A lens changes the direction of light waves by refraction. It may form an image of a scene or an object. The image might be smaller (as in a camera), or larger (as in a microscope). Because a lens is curved, light rays strike different parts of its surface and are bent by different amounts. Depending on the lens shape, a beam of light either diverges (spreads out) or converges (concentrates).
A microscope makes a tiny, nearby object look much bigger. A telescope makes a large, distant object or scene appear much closer and brighter. In both instruments, light from the object passes through two or more lenses to form an image. The shapes of the lenses and the distances between them alter the image that is produced.
This type of lens is thicker in the center than at the edge. Parallel rays of light entering it on one side will converge (meet) at a particular spot on the other side of the lens.
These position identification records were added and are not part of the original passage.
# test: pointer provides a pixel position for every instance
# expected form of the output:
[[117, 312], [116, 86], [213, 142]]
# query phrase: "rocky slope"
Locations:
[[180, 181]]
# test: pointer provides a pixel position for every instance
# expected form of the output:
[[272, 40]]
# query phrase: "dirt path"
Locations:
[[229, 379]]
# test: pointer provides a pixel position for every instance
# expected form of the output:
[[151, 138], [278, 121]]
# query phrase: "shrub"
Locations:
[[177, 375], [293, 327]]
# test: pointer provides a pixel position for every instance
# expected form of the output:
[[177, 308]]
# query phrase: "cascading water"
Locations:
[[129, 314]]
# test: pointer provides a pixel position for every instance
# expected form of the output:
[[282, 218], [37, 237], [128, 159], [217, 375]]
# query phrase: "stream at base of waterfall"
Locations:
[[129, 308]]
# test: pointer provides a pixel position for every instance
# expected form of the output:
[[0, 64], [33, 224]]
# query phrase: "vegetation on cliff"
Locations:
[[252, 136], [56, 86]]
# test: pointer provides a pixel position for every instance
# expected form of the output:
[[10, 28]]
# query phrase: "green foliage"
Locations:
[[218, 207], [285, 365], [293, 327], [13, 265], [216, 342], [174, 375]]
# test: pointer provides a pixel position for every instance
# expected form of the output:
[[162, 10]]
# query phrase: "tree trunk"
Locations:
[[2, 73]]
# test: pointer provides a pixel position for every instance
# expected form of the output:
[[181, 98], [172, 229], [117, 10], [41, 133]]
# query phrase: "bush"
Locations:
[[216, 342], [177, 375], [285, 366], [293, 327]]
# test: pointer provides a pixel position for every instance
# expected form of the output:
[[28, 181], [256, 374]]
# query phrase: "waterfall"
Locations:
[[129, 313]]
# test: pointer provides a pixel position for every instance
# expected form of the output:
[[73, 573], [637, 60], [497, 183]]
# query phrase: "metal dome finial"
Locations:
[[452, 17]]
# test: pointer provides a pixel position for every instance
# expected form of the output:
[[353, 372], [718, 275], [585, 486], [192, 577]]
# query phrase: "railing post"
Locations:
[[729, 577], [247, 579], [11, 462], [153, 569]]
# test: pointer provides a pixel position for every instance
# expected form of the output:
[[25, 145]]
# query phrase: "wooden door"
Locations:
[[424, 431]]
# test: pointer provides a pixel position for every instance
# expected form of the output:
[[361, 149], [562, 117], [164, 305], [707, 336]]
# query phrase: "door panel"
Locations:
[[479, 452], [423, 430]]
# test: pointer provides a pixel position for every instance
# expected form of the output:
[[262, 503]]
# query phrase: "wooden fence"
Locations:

Magnifying glasses and microscopes use convex lenses.
A magnifying glass makes an object look bigger. Holding it close to an object makes a virtual image of the object form on the same side of the glass as the object. When you look through the magnifying glass, this virtual object seems to be larger than the real one. The thicker the lens, the larger the virtual image.
A concave lens is thinner at the center than at the edge. Parallel light rays passing into one side of the lens diverge (spread out) as they emerge from the other side.